Puis la prise de la Bastille, l’engouement de l’abolition des privilèges, la marche des femmes sur Versailles, la confrontation avec le roi…
Joël Pommerat fait se succéder ainsi les épisodes de 1789. Il alterne les débats d’idées et de réformes à l’assemblée, les comités de quartier et les problématiques de la vie quotidienne, les moments de représentation du roi, dans un équilibre qui fait cohabiter tous les niveaux du politique. Son tour de force est une actualisation du contexte qui met en avant les mécanismes immarcescibles des luttes contre un système inégalitaire mais aussi des résistances que lui oppose ce système. “ Il faut que tout change pour que rien ne change” la fameuse phrase de Lampedusa résonne. La force symbolique de la Révolution Française de 1789 fait oublier son incomplétude. Le spectacle ranime les séances de pourparlers au coeur du théâtre et la mise en scène de Pommerat inclut le public en éparpillant des figurants en orchestre et aux balcons, qui interviennent avec véhémence.
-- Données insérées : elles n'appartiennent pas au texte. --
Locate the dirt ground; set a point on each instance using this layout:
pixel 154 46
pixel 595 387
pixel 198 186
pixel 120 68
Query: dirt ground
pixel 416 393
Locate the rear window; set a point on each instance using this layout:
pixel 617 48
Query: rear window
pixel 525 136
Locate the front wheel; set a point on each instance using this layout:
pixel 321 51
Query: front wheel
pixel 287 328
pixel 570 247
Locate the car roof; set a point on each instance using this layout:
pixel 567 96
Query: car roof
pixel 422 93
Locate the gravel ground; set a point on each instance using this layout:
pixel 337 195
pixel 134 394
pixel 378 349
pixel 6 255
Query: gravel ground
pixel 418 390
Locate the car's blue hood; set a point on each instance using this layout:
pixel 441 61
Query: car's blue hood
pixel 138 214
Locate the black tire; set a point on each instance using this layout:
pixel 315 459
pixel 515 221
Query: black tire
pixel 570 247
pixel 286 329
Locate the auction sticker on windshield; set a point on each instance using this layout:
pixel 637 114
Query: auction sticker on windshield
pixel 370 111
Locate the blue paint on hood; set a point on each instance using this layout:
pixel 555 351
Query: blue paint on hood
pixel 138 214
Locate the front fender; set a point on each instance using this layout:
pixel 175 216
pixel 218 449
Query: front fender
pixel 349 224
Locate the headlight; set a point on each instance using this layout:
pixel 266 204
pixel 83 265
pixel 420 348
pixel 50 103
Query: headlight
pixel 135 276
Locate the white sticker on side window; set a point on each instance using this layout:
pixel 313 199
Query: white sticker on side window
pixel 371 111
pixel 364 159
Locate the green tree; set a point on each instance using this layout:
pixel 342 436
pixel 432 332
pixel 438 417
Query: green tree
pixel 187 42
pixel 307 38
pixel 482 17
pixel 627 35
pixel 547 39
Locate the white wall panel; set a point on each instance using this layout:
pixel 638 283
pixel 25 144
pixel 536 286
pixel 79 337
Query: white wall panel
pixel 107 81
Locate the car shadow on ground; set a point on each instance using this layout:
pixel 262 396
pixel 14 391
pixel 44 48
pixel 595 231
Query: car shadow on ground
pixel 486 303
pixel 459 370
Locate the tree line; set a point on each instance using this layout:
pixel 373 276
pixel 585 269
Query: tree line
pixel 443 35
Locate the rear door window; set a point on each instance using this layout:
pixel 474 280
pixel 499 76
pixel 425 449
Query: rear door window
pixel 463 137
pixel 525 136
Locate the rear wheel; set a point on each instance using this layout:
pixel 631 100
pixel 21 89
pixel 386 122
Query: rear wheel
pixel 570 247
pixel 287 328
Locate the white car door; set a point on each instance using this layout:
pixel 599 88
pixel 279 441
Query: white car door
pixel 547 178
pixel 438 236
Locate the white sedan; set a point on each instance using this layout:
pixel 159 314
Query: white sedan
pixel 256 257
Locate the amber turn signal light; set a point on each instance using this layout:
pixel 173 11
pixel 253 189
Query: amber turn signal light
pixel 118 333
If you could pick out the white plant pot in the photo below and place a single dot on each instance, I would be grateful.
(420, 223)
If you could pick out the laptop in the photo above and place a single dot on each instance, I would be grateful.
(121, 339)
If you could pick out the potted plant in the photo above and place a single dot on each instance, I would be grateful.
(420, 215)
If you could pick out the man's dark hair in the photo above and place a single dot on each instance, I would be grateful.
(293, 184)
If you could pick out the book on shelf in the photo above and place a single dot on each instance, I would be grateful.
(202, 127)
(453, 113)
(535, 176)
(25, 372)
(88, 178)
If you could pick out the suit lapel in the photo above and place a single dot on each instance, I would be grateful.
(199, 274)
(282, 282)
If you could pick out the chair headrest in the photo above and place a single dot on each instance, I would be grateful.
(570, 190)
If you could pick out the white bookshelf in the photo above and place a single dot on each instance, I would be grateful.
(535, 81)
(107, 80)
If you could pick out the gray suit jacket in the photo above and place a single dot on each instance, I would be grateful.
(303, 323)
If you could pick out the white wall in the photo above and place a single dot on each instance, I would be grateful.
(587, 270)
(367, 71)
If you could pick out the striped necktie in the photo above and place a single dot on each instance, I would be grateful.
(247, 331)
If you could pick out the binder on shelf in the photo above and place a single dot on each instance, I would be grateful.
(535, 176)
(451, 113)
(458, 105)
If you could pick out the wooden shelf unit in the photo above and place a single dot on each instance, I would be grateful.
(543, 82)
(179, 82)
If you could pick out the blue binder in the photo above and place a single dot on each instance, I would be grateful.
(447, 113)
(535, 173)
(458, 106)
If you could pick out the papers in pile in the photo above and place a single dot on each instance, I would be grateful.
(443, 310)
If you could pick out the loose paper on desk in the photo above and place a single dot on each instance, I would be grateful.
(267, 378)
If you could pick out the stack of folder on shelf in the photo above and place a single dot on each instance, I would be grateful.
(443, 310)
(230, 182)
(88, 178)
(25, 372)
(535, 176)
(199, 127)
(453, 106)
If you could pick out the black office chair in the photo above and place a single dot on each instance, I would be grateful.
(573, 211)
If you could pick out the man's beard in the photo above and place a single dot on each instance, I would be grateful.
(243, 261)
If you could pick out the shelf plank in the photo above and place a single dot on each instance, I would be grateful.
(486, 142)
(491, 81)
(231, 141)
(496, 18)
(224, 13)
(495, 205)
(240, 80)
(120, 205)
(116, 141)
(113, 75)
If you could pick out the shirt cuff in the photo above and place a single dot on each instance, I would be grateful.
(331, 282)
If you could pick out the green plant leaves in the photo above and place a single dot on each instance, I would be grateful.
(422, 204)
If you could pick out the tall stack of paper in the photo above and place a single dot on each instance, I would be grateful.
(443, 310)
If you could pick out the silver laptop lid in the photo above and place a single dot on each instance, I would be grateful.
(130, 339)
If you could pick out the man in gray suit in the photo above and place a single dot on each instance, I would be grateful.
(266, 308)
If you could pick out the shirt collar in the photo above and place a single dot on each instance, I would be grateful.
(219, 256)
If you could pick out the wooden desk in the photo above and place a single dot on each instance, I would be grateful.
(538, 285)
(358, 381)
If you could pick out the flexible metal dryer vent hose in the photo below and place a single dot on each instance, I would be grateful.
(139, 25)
“Ça ira” est la ritournelle de l’histoire de France depuis la révolution. Deux mots,”esquisse d’un centre stable et calme, stabilisant, au sein du chaos”(1) sans cesse remis en question en plus de deux siècles, 1830, 1848, la Commune de Paris 1871, 1968, et plus récemment Nuit debout 2016, les gilets jaunes 2018… jusqu’à l’établissement de l’égalité entre les hommes en faits.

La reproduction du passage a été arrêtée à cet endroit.